Topband: Models and the real world
Tom Rauch
w8ji at contesting.com
Sat Dec 30 07:56:37 EST 2006
> To answer the point of Tom W8JI, for a 40 meter ground
> plane up 20' and
> having four resonant radials, the worst case coaxial cable
> shield current is 14 dB
> below the antenna current. To gain another 12 dB a 150
> +j150 ohm common mode
> choke will do it.
Not true at all.
I can model a 7MHz groundplane 20 feet high (or any other
groundplane) with coaxial feedline and have MORE current on
the feedline than exists on any single radial. One model I
just looked at with four 1/4 wl radials had 25% of radiator
current on the feedline shield.
> When viewing the four radials plus feedline, the feedline
> can be modeled as a
> fifth resonant radial. The feedline shield current is then
> 1/5 of the antenna
> current.
Only when the feedline is of the same symmetry as the
radials to the antenna and when the feedline is the same
length, insulation, and diameter as the radials. Otherwise
feedline current can move all over the place with feedline
placement, diameter, insulation, length, and grounding. The
feedline's common mode current can easily be greater than
the current in any of the radials.
We should all keep in mind a model using perfect sources in
a perfect virtual world does not indicate a real-world
universal rule or truth. Neither does the oversimplified
analogy that the feedline is equal to any one of the other
four radials. Antennas are a complex soup of interactions.

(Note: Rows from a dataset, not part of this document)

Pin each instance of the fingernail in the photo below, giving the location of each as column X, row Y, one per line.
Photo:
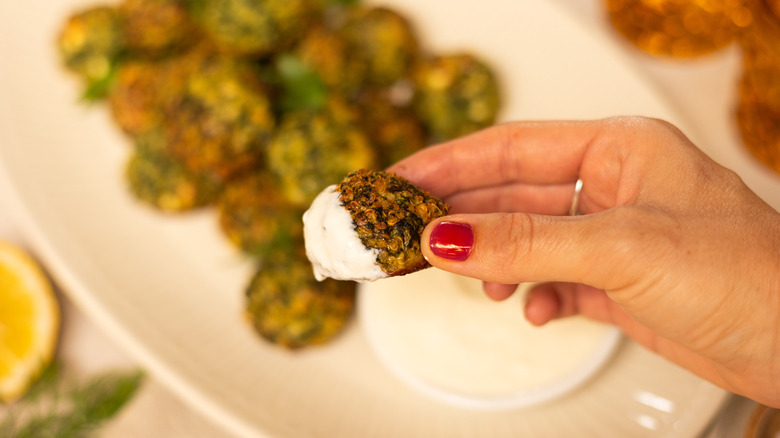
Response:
column 452, row 241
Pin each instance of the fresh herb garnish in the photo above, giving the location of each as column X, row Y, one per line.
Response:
column 303, row 88
column 60, row 407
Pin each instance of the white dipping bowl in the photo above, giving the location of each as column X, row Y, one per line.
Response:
column 439, row 334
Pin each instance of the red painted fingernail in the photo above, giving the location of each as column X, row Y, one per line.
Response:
column 452, row 241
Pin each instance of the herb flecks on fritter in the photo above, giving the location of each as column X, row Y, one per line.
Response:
column 221, row 123
column 156, row 178
column 251, row 27
column 257, row 218
column 89, row 45
column 156, row 27
column 287, row 306
column 312, row 149
column 390, row 214
column 455, row 95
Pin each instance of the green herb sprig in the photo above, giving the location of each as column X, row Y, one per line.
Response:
column 57, row 406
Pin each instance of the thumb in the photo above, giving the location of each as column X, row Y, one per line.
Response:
column 600, row 250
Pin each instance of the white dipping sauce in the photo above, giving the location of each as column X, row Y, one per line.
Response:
column 440, row 334
column 333, row 245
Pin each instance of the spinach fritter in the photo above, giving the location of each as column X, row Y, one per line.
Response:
column 252, row 27
column 390, row 214
column 91, row 41
column 155, row 177
column 257, row 218
column 221, row 123
column 455, row 95
column 156, row 28
column 287, row 306
column 385, row 40
column 313, row 149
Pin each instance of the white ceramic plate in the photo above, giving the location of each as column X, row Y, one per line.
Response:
column 442, row 335
column 170, row 289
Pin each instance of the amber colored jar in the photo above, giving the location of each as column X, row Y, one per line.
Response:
column 758, row 108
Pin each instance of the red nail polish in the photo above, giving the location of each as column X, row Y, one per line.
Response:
column 452, row 241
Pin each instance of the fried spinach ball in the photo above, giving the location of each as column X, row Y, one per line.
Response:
column 384, row 40
column 325, row 51
column 312, row 149
column 156, row 27
column 257, row 218
column 394, row 130
column 90, row 42
column 254, row 27
column 390, row 214
column 289, row 308
column 156, row 178
column 221, row 122
column 141, row 91
column 368, row 227
column 455, row 95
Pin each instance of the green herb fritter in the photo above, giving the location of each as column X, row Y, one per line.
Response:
column 156, row 178
column 312, row 149
column 385, row 40
column 156, row 27
column 252, row 27
column 257, row 218
column 289, row 307
column 455, row 95
column 221, row 123
column 390, row 214
column 90, row 43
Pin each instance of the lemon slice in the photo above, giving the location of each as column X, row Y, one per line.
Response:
column 29, row 321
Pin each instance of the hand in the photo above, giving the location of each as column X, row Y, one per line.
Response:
column 672, row 247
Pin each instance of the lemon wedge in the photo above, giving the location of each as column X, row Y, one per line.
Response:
column 29, row 321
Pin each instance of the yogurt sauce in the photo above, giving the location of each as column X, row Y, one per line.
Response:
column 439, row 333
column 333, row 245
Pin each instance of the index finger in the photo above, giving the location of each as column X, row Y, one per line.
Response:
column 518, row 152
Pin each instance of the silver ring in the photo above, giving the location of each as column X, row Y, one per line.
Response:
column 575, row 200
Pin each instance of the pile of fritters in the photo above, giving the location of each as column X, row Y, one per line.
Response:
column 255, row 106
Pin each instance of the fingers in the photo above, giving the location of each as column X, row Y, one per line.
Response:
column 528, row 152
column 548, row 301
column 498, row 291
column 548, row 199
column 511, row 248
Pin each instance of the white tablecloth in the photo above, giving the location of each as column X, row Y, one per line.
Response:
column 703, row 90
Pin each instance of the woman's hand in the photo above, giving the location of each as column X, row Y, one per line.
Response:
column 671, row 247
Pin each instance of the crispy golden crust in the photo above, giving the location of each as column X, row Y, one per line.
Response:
column 390, row 214
column 288, row 307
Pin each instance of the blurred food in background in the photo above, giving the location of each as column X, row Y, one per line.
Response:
column 254, row 106
column 692, row 28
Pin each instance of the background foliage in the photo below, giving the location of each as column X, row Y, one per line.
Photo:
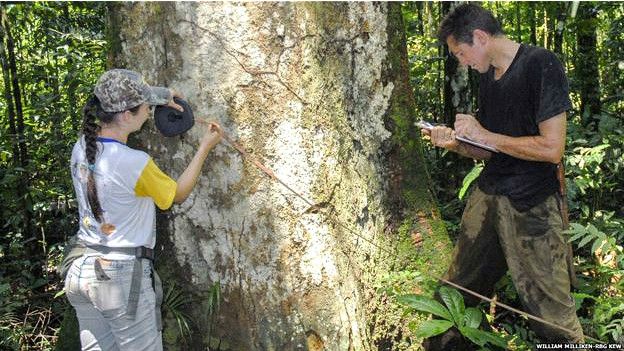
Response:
column 52, row 53
column 58, row 50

IMO people are spending far too much time with models and
not enough time actually building and measuring what they
model. We are becoming a world of modelers where the little
box on the desk gives us a false sense of physical reality.
I've read more than one article by people who depend on
models (a few by one guy who wrote and sold antenna
software) where entirely wrong conclusions are reached or
impossible antennas are built.
It's actually kind of scary how absolute we think models are
and how it is ruining our feel for how things really work.